# Finetune Out of scope negative samples

To teach the model not to answer out of scope (domain) questions

## Imports

In [None]:
import pandas as pd
import numpy as np
from datasets import load_dataset, Dataset, DatasetDict, load_from_disk
from transformers import (
    AutoTokenizer, AutoModelForCausalLM,
    TrainingArguments, Trainer,
    DataCollatorForLanguageModeling,
    DataCollatorWithPadding
)
from peft import PeftModel, get_peft_model, LoraConfig, TaskType, prepare_model_for_kbit_training
from transformers import BitsAndBytesConfig
import torch
import wandb

from tokenize import tokenize_dataset_for_domain_bound_qna
from prompt_templates import qna_prompt_template as prompt_template

## Configs

In [None]:
attempt = "attempt_10"

data_path = "../data/domain_bound_data/v7/"
train_data_path = data_path + "train.csv"
val_data_path = data_path + "val.csv"

max_len = 512

base_model_path = "../models/phi_qna_finetuned_attempt_5/final_merged"

model_id = "microsoft/Phi-3.5-mini-instruct"

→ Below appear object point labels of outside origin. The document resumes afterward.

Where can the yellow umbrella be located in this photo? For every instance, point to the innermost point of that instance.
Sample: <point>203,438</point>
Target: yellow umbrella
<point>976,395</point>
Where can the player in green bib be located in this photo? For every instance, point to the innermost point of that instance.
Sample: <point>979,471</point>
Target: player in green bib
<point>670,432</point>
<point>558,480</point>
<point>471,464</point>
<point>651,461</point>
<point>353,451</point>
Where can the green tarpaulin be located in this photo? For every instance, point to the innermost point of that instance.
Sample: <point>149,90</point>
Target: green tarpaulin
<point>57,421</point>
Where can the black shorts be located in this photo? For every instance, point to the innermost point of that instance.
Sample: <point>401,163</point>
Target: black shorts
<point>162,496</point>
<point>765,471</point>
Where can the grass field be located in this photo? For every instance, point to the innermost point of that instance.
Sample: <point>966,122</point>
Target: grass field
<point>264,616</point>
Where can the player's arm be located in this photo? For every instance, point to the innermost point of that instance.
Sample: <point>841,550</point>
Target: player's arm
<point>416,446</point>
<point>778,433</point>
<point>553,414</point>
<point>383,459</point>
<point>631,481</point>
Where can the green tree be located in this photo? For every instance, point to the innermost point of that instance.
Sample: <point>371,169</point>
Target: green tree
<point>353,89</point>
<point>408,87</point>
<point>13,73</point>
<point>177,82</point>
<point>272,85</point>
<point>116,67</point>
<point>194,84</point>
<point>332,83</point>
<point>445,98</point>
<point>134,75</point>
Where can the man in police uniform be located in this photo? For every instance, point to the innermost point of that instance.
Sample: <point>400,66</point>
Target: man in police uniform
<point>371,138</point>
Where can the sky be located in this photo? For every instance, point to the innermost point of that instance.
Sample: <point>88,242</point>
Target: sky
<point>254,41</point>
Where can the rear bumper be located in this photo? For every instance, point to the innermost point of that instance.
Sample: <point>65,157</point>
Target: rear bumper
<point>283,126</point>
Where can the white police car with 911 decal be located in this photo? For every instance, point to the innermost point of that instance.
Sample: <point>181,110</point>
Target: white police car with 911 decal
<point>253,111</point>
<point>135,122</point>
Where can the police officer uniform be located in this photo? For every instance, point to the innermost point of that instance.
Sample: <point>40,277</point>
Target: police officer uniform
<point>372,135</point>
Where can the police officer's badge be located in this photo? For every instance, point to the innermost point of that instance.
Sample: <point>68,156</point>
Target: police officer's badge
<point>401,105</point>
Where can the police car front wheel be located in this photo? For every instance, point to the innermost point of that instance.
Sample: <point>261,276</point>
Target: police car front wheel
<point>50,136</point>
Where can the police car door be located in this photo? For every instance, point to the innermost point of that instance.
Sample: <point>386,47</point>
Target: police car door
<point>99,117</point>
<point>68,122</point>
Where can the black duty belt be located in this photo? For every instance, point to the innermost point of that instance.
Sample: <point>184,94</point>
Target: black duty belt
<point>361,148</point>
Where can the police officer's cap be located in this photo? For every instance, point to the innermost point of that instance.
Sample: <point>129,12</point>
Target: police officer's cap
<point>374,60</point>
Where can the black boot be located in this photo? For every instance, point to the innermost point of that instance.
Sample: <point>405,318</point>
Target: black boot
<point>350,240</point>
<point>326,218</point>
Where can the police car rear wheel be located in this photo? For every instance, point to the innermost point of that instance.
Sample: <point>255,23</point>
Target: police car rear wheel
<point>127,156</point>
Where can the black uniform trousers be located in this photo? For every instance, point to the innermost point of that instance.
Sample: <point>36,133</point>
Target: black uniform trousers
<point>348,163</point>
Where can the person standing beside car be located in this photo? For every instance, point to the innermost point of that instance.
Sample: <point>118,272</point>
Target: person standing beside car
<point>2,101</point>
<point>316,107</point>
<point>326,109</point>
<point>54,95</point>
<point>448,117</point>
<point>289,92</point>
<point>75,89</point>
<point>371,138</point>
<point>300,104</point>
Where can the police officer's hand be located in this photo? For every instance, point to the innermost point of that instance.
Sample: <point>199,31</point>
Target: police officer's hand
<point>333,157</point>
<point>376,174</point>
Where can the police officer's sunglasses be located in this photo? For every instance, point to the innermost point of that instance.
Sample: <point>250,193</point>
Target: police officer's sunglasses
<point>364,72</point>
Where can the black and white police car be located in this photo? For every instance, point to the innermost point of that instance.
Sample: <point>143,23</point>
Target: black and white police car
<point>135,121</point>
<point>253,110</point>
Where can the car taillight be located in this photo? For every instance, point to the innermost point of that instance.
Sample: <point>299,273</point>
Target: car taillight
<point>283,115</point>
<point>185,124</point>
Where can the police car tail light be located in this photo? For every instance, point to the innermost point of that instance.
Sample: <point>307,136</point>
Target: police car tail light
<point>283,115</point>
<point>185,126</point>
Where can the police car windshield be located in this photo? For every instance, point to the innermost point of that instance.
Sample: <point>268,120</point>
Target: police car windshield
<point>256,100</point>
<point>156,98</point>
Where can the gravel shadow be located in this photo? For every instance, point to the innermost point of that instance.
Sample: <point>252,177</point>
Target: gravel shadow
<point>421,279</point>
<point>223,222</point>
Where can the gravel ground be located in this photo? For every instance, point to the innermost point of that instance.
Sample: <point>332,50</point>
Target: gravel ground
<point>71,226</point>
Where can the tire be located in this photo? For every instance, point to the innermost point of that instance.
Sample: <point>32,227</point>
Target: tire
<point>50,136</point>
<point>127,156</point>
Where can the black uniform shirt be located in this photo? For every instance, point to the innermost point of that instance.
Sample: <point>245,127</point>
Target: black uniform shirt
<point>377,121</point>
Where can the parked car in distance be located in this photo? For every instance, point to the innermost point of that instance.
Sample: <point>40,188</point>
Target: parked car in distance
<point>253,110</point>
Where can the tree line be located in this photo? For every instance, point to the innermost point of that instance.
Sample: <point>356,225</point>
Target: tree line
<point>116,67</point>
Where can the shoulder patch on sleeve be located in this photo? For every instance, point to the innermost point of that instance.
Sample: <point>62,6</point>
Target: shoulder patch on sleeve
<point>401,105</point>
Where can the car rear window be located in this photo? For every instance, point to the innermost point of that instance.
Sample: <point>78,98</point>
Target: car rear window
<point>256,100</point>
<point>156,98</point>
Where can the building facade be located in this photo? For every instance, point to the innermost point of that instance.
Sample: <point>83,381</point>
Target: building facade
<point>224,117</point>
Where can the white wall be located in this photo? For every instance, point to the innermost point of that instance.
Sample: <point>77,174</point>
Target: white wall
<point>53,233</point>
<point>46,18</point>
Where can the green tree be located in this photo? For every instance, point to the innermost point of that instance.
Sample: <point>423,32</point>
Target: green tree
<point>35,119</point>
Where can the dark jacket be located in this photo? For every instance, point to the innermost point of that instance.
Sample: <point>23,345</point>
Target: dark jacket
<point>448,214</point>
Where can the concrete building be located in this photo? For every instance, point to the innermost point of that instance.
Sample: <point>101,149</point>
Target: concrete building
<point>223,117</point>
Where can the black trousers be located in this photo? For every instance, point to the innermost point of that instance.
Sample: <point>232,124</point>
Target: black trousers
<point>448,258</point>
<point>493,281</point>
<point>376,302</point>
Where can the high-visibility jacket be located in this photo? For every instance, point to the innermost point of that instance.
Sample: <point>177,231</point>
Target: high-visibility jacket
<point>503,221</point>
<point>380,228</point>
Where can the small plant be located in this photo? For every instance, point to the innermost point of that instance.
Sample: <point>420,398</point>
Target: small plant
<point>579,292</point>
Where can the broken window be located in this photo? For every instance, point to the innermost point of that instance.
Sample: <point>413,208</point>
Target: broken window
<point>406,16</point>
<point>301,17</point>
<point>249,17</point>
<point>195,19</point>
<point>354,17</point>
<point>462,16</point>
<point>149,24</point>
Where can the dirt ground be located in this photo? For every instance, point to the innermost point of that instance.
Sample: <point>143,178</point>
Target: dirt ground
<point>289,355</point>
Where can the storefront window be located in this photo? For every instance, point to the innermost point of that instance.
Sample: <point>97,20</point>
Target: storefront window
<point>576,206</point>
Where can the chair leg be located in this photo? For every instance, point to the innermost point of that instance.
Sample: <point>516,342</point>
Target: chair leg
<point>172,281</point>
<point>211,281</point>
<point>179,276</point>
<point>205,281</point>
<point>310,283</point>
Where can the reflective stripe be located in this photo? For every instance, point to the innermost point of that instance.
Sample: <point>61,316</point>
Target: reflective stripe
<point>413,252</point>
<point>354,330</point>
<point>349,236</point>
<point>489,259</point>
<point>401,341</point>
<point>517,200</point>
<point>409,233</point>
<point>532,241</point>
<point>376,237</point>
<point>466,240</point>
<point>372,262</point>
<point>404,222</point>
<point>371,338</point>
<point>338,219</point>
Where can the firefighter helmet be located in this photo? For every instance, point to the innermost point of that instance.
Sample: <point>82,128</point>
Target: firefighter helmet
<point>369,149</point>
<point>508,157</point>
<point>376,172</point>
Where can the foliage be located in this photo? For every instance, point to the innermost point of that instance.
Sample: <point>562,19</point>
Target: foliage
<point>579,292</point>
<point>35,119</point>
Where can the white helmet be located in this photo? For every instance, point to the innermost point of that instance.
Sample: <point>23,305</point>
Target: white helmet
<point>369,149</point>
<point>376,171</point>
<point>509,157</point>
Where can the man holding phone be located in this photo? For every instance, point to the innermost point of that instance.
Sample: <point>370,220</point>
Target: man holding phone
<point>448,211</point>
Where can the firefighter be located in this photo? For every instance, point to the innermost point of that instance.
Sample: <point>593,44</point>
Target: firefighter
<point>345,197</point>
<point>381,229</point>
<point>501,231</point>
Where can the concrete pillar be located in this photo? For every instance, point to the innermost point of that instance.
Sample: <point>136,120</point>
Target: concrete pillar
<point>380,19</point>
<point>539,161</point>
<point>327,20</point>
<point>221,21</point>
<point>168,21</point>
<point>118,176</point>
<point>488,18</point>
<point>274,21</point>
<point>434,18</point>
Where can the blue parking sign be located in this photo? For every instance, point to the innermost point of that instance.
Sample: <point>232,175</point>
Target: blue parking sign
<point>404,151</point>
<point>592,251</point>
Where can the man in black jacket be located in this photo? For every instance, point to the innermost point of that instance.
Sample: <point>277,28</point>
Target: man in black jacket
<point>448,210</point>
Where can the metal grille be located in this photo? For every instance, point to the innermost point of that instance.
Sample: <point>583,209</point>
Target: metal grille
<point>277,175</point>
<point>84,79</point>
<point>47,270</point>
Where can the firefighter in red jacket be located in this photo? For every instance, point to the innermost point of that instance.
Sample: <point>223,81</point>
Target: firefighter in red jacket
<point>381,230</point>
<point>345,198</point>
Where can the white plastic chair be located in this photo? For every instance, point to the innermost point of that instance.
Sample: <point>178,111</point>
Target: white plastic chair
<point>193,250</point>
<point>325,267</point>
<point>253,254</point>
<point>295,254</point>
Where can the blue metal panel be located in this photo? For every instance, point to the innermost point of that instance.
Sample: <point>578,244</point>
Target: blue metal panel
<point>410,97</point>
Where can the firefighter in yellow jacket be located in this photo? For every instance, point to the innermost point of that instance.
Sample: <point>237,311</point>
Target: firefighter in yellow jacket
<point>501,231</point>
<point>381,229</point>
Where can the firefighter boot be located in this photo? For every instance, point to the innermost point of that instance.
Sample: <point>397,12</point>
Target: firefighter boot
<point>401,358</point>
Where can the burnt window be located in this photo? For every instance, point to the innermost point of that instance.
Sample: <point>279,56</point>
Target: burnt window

model_output_dir = f"../models/phi_domain_bound_qna_finetuned_{attempt}"

# Hyperparameters

In [None]:
lora_r = 32
lora_alpha = 64
lora_target_modules = ["qkv_proj"]
batch_size = 32
quantization = None
lora_dropout = 0.05
epochs = 3
learning_rate = 5e-6
warmup_steps = 200
learning_rate_scheduler = "linear"

# Dataset

In [None]:
tokenizer = AutoTokenizer.from_pretrained(base_model_path, trust_remote_code=True)

In [None]:
val_df = pd.read_csv(val_data_path)
train_df = pd.read_csv(train_data_path)

val_set = tokenize_dataset_for_domain_bound_qna(tokenizer, val_df[["question", "answer", "class"]], prompt_template, max_len)
train_set = tokenize_dataset_for_domain_bound_qna(tokenizer, train_df[["question", "answer", "class"]], prompt_template, max_len)

In [None]:
train_set[1]

In [None]:
train_set.save_to_disk(data_path + "tokenized")
# train_set = load_from_disk(data_path + "tokenized")

In [None]:
wandb.init(
    project="med-domain_bound_qna_finetune",
    name=attempt,
    config={
        "model": model_id,
        "lora_r": lora_r,
        "lora_alpha": lora_alpha,
        "batch_size": batch_size,
        "epochs": epochs,
        "quantization": quantization,
        "lora_target_modules": lora_target_modules,
        "learning_rate_scheduler": learning_rate_scheduler,
        "warmup_steps": warmup_steps
    }
)

In [None]:
bnb_config = BitsAndBytesConfig(
    load_in_4bit=quantization=="4bit",
    bnb_4bit_use_double_quant=True,
    bnb_4bit_quant_type="nf4",
    bnb_4bit_compute_dtype=torch.bfloat16
)

In [None]:
model = AutoModelForCausalLM.from_pretrained(
    base_model_path,    # quantization_config=bnb_config,
    device_map="auto",
    trust_remote_code=False
)

In [None]:
model.gradient_checkpointing_enable()
# model = prepare_model_for_kbit_training(model)

In [None]:
lora_config = LoraConfig(
    r=lora_r,
    lora_alpha=lora_alpha,
    target_modules=lora_target_modules,
    lora_dropout=lora_dropout,
    bias="none",
    task_type=TaskType.CAUSAL_LM
)

model = get_peft_model(model, lora_config)

# Train

In [None]:
training_args = TrainingArguments(
    output_dir=model_output_dir,
    per_device_train_batch_size=batch_size,
    per_device_eval_batch_size=batch_size,
    num_train_epochs=epochs,
    eval_strategy="epoch",  # ✅ eval at each epoch
    save_strategy="epoch",
    logging_steps=25,
    learning_rate=learning_rate,
    lr_scheduler_type=learning_rate_scheduler,
    warmup_steps=warmup_steps,
    fp16=True,
    report_to="wandb",
    run_name=attempt,
    load_best_model_at_end=True,
    metric_for_best_model="eval_loss",
    label_names=["labels"]
)

In [None]:
trainer = Trainer(
    model=model,
    args=training_args,
    train_dataset=train_set,
    eval_dataset=val_set,
    tokenizer=tokenizer,
    data_collator=DataCollatorWithPadding(tokenizer, padding=False)
)

In [None]:
trainer.train()

trainer.save_model(model_output_dir + "/final")
tokenizer.save_pretrained(model_output_dir + "/final")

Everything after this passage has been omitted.